There is nothing progressive about removing women-only bathrooms

The importance of giving women a space in which they have privacy and freedom from the risk of sexual violence has, over recent years, been overtaken by a new political narrative: ‘gender neutrality’. Arising broadly from (or at least gaining traction due to) a liberal commitment to formal equality, this narrative has shunted feminist concerns over women’s dignity and safety, so much so that the Conservative Party — which previously committed to the abolition of mixed-sex wards following a series of highly publicised sexual assaults against women — has felt comfortable in apparently abandoning this promise entirely. Meanwhile, supposedly progressive circles on Twitter are re-tweeting comments like this, suggesting that women’s concerns are a product of silliness, hysteria and paranoia:

On multiple fronts, feminists are finding themselves having to re-litigate battles that previously might have been thought done and dusted, many of which will no doubt be the subject of future blog posts. Here, we will lay out the feminist case for women-only bathrooms.
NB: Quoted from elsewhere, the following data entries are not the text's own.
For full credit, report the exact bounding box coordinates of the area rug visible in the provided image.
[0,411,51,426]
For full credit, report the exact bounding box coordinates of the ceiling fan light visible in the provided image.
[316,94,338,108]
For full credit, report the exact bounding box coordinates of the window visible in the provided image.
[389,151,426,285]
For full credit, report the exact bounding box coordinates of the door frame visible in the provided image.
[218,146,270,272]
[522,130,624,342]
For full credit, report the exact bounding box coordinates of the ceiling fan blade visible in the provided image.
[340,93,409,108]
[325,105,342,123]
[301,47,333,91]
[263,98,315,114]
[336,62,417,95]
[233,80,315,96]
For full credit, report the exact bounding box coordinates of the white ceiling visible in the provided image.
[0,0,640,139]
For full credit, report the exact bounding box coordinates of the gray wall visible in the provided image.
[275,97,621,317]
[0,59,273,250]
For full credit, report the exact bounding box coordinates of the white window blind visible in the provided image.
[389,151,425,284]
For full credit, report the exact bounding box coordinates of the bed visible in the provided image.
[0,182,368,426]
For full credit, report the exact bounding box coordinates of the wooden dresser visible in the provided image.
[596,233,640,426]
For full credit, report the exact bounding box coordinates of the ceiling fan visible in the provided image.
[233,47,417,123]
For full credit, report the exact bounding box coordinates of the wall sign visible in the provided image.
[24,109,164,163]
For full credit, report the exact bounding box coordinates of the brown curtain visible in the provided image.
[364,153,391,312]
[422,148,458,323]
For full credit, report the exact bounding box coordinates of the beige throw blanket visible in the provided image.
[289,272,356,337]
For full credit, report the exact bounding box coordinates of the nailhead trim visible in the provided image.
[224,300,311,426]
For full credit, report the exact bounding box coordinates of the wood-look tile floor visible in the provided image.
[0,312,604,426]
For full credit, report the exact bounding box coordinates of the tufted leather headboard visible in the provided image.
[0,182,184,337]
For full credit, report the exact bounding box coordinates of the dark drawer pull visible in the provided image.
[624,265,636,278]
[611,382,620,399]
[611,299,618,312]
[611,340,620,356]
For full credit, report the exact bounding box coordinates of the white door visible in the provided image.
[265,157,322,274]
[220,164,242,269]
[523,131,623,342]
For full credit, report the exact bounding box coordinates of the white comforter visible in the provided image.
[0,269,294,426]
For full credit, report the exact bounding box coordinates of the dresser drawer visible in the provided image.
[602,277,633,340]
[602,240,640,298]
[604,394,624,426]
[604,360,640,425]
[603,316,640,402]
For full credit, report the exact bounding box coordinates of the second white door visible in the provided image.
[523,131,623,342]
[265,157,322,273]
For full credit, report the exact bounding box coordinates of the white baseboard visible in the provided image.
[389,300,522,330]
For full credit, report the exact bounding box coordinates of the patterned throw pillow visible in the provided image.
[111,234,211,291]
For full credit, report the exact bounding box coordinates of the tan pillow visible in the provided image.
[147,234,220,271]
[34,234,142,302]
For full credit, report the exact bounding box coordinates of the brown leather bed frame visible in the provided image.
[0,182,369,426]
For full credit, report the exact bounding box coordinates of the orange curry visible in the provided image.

The risk of sexual assault

As most of us as now aware, the majority of sexual assaults are carried out in a private space by someone the victim knows. Unfortunately, enough assaults against women and girls are indeed carried out in public that women both have reason to fear them and do take precautions against them. A recent report by the House of Commons Women and Equalities Committee on sexual harassment and sexual violence in schools found that it is endemic in public schools, and often considered — by both students and teachers — as simply a part of daily life. Almost a third of 16–18 year old girls have reported having experienced unwanted sexual touching at school, and far more so had been victims of or witnesses to verbal sexual slurs and harassment.

Is a single-sex bathroom or changing room sufficient to guard against a man or boy who wants to physically assault a girl in such a facility? One common refrain heard against women expressing concern about gender neutral toilets is: if a man was determined to rape you, he isn’t going to care about whether the bathroom is female only or not. But, the numbers say otherwise.

Just under 90% of sexual assault complaints in public changing rooms took place in unisex facilities [1]. One obvious conclusion to be drawn from this is that single-sex spaces at the very least provide a reduction of opportunity for would-be predators. If we see someone in a bathroom who shouldn’t be there, for example, security can be alerted without first having to wait for an assault to take place.

Such arguments have resurfaced over recent days after a female patient who had been in a persistent vegetative state for ten years suddenly gave birth in her hospital bed. The facility in that case has now reportedly implemented a new policy under which male staff are no longer allowed in female patients’ rooms unless they are accompanied by a female staff member. Similar opportunistic abuse has also been seen, for example, at the University of Toronto in September 2015, after two reported instances of voyeurism in a single week resulted in the University reducing its gender neutral bathroom provision. This is the state of the world in which women still live: women in positions of vulnerability are seen as targets by predatory men.

Finally, leaving aside the risk of assault, sex-segregated bathrooms give women the peace of mind of knowing they can use the bathroom, attend to their menstrual needs and to small children, with a degree of privacy and dignity that would otherwise not exist.

Architecture and structural issues: what toilets are we discussing?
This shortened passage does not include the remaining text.